Dayu keluar bersama ibunya, tersenyum cerah karena bahagia.

“Tahu nggak sih, aku seperti bayi, ibu memandikan aku lalu mendandani aku..” kata Dayu sambil tertawa.

“Biar bersih dari segala aura jahat yang tadi sempat menempel ditubuh kamu,” kata Surti.

“Dan itu membuat Dayu lebih cantik lho bu,” kata Liando sambil menatap Dayu lekat-lekat.

“Iih..  berarti biasanya nggak cantik dong,”

“Cantik kok, cuma ini semakin cantik, berkat ibu.”

“Ya sudah, ibu siapkan makan ya,” kata Surti.

“Ibu, bagaimana kalau makannya nanti saja? Liando mau mengajak Dayu menemui ibu, supaya ibu juga nggak khawatir,” kata Liando.

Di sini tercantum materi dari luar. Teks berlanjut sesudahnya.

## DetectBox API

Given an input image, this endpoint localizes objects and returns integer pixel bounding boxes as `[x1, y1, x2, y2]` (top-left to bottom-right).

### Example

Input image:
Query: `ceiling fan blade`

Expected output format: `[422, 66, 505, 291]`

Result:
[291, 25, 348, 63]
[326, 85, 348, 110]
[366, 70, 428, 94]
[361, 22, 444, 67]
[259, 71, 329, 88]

“Baiklah, kalau begitu, tapi jangan lupa makan disini ya.”

“Baiklah ibu.”

***

Susan terkulai sedih melihat hasil perbuatan mama dan kakaknya. Tak terbayangkan mereka bisa melakukan hal yang begitu sadis dan membahayakan nyawa manusia, bahkan hampir saja Anjas memperkosa Dayu.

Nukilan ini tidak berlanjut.